Otros productos energéticos destacados son la energía eléctrica y calor (9,0% del total) y la combustión nuclear (4,8%).

Durante el periodo 2014-2019 cabe resaltar, asimismo, varios hechos principales respecto a los productos energéticos de la economía española:

  1. El continuado crecimiento de los productos petrolíferos, cuya participación relativa ha crecido desde el 77,9% hasta el 80,3% del total de productos energéticos.
  2. La pérdida de participación que ha tenido el carbón, desde el 3,7% al 1,6% del total de productos energéticos.
  3. El significativo incremento de los biocarburantes líquidos (60,5%), si bien su peso fue del 1,7% en 2019.
  4. El aumento de los flujos procedentes de la combustión nuclear (1,8% durante 2014-2019), cuya participación relativa se ha mantenido por encima del 4,5%.

El segundo origen de la energía de España en importancia corresponde a los residuos energéticos (el 26,6% del total), que se producen, principalmente, como calor disipado en los procesos de combustión. Esta fuente de energía se cuantifica en 5,29 millones de TJ, habiendo registrado un incremento del 7,0% durante el periodo 2014-2019. Su peso relativo se ha mantenido entre el 26,5% y 27,1% del total.

Finalmente, la oferta energética de la economía española se completa con los flujos que provienen de los recursos naturales energéticos (el 7,0% del total), es decir, aquellos extraídos directamente del medioambiente. Estos se cifraron en 1,39 millones de TJ en 2019, habiéndose reducido un 2,5% respecto al año 2014.

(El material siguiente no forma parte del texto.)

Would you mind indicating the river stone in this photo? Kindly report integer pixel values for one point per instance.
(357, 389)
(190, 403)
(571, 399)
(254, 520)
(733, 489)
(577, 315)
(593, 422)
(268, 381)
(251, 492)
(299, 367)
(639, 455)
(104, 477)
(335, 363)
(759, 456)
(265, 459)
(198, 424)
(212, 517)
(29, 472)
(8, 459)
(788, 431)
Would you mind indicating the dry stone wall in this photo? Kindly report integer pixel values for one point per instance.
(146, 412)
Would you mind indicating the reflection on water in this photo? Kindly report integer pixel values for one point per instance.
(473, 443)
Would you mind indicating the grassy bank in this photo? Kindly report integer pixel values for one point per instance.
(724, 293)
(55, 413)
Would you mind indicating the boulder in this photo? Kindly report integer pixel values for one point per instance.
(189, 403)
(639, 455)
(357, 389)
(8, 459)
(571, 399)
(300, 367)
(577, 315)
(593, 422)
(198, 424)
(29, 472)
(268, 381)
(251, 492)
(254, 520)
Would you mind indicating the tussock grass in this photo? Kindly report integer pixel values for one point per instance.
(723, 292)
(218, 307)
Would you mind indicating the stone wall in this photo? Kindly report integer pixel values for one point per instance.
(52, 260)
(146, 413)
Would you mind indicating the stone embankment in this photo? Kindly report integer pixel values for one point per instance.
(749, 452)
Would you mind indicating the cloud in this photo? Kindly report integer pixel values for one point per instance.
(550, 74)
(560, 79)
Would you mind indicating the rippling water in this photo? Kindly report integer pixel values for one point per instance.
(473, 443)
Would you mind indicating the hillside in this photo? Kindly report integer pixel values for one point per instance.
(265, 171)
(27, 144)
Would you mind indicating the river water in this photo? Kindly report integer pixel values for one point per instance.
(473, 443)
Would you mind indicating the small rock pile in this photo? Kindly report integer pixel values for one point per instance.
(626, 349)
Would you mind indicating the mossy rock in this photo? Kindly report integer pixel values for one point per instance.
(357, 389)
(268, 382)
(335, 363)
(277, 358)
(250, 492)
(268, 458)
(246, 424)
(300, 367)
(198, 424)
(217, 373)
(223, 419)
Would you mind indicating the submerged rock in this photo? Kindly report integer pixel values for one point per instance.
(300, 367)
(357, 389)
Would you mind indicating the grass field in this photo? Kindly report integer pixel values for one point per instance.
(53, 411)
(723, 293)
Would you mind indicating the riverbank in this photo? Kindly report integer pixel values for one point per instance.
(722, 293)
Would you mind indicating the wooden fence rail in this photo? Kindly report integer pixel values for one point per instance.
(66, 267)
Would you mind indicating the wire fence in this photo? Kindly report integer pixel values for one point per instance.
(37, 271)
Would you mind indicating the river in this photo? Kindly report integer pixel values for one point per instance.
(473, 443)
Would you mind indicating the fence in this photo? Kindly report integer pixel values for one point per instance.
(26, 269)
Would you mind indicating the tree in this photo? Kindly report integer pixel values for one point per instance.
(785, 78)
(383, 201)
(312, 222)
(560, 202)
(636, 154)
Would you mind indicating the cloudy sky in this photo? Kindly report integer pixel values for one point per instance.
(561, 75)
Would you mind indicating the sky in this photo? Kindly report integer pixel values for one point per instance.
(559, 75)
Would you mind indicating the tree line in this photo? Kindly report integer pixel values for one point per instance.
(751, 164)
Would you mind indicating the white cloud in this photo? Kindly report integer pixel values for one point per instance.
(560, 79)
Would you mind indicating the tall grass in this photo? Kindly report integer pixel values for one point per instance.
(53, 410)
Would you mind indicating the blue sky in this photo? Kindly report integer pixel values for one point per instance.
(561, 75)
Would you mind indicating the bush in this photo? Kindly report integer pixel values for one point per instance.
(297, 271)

Diferenciando por grandes grupos, en el año 2019 los recursos energéticos renovables (biomasa, eólico, solar e hidráulico) se cuantifican en 756.212 TJ y los no renovables (combustibles fósiles y nucleares), en 636.740 TJ. Durante el periodo 2014-2019 los recursos renovables se han incrementado un 3,8% frente al descenso del 9,2% anotado por los recursos no renovables. 

Dicho crecimiento de los recursos energéticos renovables no ha permitido, sin embargo, que su peso relativo sobre el total de flujos energéticos de España (3,8% en 2019) haya experimentado un avance remarcable durante el periodo 2014-2019, sino que, por el contrario, se ha reducido ligeramente (-0,11 p.p.).